If demographic predictions are anywhere near correct, there will be about twice the people in this region in about 25 years. Common sense would suggest that absent an effective system of mass transit (light and heavy rails, buses, perhaps even trolleys and subways, etc.) there will be roughly twice as much traffic on the roads. That would mean, absent some extensive technological controls, the amount of airborne pollutants may well double from non-fixed site pollution sources, i.e. vehicles primarily.

Take the impact of airborne pollutants on one particular group of people, those who suffer autism. Researchers studying this population have been brave enough to ask the question, “Does environmental pollution affect or even cause autism?”

Their answer is “Yes.” They do not claim that all autism is caused by pollution; however, they have proven a causal link in a significant number of cases.

Autism in Texas is rising -- between 1992 and 2003 autism cases have risen by 594%, with annual growth rates of between 12% and 21 % for each year over the growth rates of all disabilities (“Texas Public Schools Autism Prevalence Report School Years 1992-2003,

One report has documented that certain chemical levels below the standard toxic levels as defined by Federal Regulations may act in conjunction with other chemicals to cause autism (Kreiling J., Stephens R., Reinisch C. “A Mixture of environmental containments increase cAMP- dependent protein kinas in Spisula embryos. Environmental Toxicology and Pharmacology 2005; 19; 9-18.).

These chemicals can enter the environment in various ways, but airborne transmission can disperse these pollutants into both ground water and soil, and thus into the food chain. Many of these chemicals come from vehicular exhaust from internal combustion engines.

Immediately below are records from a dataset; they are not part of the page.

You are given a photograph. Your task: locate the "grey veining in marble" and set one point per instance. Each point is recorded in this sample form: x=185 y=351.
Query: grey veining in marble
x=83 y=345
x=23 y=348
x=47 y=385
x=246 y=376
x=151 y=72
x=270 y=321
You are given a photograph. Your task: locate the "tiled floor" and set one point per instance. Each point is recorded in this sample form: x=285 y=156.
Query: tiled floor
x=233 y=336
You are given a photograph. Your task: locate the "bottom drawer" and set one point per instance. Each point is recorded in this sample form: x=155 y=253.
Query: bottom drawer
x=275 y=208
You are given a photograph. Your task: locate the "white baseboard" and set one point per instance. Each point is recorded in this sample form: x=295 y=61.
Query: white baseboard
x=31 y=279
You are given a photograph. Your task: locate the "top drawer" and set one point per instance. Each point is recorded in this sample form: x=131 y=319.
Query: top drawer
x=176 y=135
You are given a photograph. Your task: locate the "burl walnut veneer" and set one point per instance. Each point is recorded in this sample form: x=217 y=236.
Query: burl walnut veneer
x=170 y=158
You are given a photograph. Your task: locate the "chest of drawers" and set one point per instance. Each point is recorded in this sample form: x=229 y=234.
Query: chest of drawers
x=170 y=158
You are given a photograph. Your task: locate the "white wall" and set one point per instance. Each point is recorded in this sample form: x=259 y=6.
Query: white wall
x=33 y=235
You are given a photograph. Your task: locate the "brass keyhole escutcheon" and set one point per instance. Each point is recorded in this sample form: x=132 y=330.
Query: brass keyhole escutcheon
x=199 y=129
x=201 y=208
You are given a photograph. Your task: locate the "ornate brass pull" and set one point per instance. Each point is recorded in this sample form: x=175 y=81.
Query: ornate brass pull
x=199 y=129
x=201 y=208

“It has been proposed that autism has features in common with other neurological diseases, such as Alzheimer’s and Parkinson’s (particularly the environmental responsiveness and brain inflammation that all three conditions appear to share) and with other illnesses with strong environmental components such as various immune and autoimmune diseases.” ( “Time to Get a Grip,” Martha R. Herbert, M.D. and PH.D., Autism Advocate, Fifth Edition, 2006)

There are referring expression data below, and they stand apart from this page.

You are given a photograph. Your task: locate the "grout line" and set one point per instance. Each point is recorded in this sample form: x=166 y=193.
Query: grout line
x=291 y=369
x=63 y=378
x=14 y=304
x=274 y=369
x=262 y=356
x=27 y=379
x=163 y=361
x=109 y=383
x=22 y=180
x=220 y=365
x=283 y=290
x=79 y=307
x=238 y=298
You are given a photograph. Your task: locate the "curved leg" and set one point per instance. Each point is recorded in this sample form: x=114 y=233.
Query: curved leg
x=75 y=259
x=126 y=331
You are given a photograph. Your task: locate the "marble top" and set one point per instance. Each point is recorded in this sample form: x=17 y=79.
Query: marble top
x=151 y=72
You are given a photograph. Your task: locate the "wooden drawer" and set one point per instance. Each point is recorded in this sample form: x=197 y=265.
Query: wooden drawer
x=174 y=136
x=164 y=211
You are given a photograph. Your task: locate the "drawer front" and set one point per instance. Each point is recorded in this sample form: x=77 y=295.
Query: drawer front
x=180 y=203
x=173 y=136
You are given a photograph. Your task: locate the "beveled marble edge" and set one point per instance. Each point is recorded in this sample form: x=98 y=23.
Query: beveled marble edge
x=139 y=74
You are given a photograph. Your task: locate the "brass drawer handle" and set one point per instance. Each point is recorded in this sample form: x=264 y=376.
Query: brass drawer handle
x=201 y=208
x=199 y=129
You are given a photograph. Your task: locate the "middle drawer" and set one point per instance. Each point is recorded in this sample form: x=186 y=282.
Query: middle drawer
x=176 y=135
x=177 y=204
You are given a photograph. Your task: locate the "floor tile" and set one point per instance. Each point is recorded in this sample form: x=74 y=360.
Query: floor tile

Twice the vehicles causing twice the amount of exhaust pollutants. How many more cases of autism alone will occur? How many other environmentally responsive diseases will also arise?

Thus far the people arguing systems to resolve the transportation problems of the future for the DFW Region have only offered one response -- pave more land and offer some light rail.

Are they ignoring the victims who will suffer from such a pathetic response?